Subject: Re: sysctl knob to let sugid processes dump core (pr 15994)
To: None <firstname.lastname@example.org, email@example.com>
From: Pavel Cahyna <firstname.lastname@example.org>
Date: 01/26/2006 00:14:50
On Wed, Jan 25, 2006 at 04:47:18PM -0500, Thor Lancelot Simon wrote:
> On Wed, Jan 25, 2006 at 10:41:57PM +0100, email@example.com wrote:
> > On Wed, Jan 25, 2006 at 01:28:10PM -0500, Thor Lancelot Simon wrote:
> > > You could always change one line in the kernel and get this, if you wanted
> > > it. The difference, before, was that on a system running at securelevel 1
> > > or higher, you would need access to the machine in single user mode to do
> > > so, which allowed tightly constraining the set of potential attackers.

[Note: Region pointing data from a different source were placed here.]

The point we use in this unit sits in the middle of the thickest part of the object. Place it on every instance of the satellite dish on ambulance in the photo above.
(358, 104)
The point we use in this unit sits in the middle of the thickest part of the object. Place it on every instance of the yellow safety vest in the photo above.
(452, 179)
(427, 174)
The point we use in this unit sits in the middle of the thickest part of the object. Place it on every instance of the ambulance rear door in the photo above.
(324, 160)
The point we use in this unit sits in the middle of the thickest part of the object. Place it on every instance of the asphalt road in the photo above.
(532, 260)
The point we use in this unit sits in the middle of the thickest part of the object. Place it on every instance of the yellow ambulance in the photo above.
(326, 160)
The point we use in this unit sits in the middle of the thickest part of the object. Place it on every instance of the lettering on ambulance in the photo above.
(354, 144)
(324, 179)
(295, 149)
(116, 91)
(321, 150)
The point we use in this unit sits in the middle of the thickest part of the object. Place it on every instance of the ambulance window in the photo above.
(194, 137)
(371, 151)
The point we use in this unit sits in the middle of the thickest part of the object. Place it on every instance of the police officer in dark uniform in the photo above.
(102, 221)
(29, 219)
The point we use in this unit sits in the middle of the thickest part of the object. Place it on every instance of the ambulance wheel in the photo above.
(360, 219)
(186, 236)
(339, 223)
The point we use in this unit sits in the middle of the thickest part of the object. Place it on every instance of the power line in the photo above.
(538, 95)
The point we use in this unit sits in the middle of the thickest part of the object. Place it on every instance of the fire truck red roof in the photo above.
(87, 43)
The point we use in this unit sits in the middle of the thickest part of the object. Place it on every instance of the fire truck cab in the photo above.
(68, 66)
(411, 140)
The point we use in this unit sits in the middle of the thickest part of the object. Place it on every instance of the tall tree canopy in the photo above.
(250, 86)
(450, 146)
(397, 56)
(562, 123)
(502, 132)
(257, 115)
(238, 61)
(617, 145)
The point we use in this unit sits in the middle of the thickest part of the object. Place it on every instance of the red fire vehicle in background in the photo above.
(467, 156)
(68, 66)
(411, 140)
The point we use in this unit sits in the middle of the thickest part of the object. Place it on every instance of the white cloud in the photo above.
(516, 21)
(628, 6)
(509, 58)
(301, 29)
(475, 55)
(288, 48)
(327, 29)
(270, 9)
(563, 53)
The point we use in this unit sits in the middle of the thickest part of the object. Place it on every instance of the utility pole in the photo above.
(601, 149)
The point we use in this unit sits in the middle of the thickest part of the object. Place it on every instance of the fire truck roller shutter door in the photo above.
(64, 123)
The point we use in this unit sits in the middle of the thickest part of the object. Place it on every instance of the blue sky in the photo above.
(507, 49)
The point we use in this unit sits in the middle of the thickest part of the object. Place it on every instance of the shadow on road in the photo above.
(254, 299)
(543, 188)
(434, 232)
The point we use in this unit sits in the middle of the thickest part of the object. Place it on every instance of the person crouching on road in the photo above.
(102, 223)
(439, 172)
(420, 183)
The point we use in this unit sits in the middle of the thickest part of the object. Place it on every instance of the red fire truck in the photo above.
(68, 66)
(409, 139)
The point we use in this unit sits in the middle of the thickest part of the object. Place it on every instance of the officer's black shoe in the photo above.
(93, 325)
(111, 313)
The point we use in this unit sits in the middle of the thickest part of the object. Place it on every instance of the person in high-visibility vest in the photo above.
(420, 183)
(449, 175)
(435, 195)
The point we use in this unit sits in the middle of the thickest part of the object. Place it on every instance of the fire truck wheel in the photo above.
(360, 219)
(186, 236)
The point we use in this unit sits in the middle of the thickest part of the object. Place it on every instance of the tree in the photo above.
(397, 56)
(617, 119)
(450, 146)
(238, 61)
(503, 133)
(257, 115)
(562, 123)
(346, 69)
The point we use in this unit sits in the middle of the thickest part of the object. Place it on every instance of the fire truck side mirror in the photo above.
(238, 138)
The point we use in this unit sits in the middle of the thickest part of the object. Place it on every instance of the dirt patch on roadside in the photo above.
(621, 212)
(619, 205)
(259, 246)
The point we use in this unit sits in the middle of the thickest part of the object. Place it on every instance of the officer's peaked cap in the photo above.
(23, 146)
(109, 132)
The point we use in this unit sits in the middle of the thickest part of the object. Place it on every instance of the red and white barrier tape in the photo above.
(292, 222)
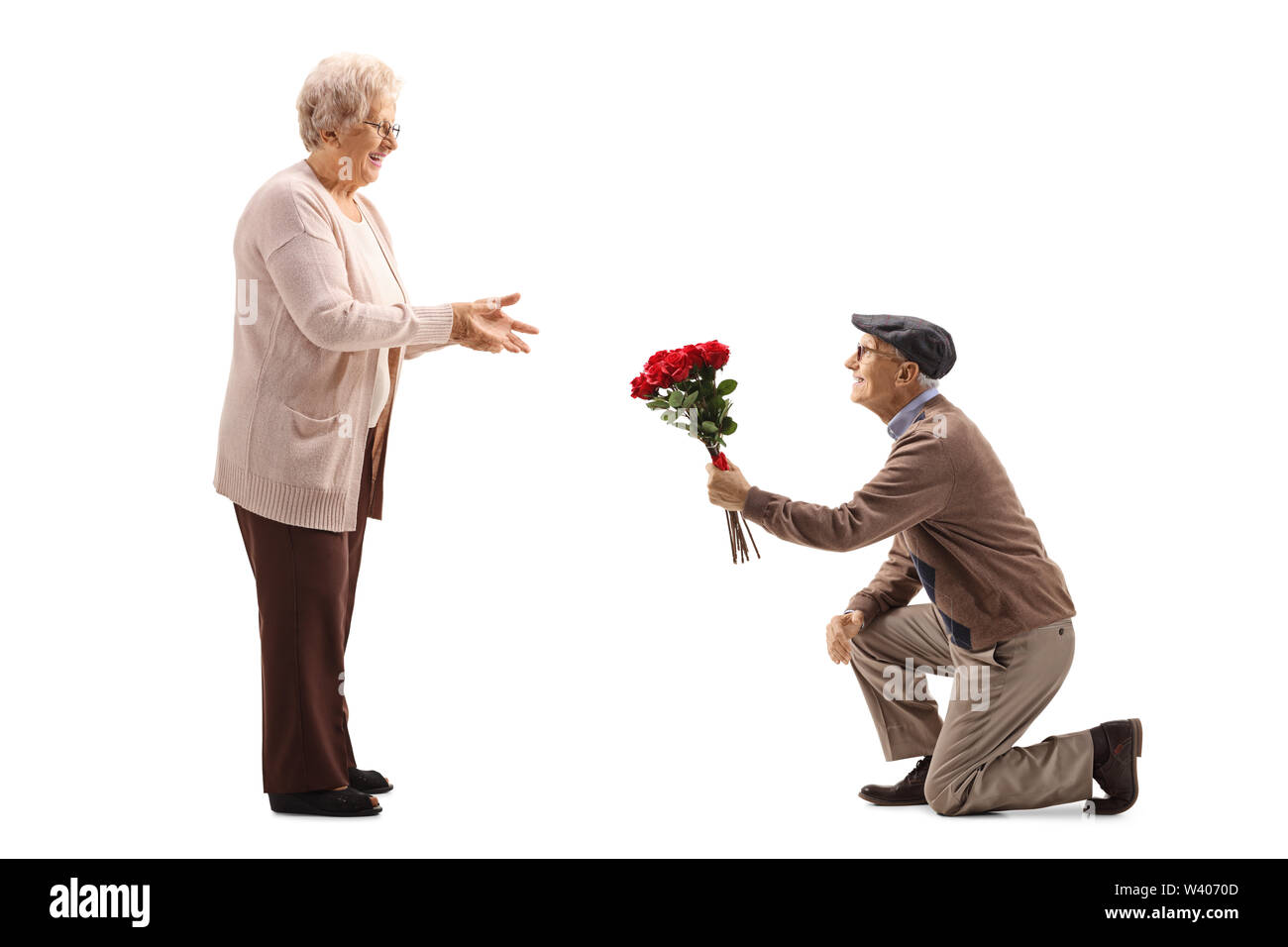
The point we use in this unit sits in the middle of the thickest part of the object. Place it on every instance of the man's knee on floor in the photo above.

> > How does a securelevel of >= 1 prevent a root process from using ptrace
> > on the very same process you would have a coredump from?
> That is a bug.
securelevel is documented as a mechanism to "protect the persistent code
and data on the system". That's why it disables changing of file flags,
/dev/mem, and mounted disks. ptrace() or coredumps have nothing to do with
the TCB. BTW, /dev/mem at securelevel = 1 is still readable! You don't
need ptrace() or coredumps.
If you want to restrict random other things, securelevel = 2 or some
other fine-grained mechanism like capabilities should be used.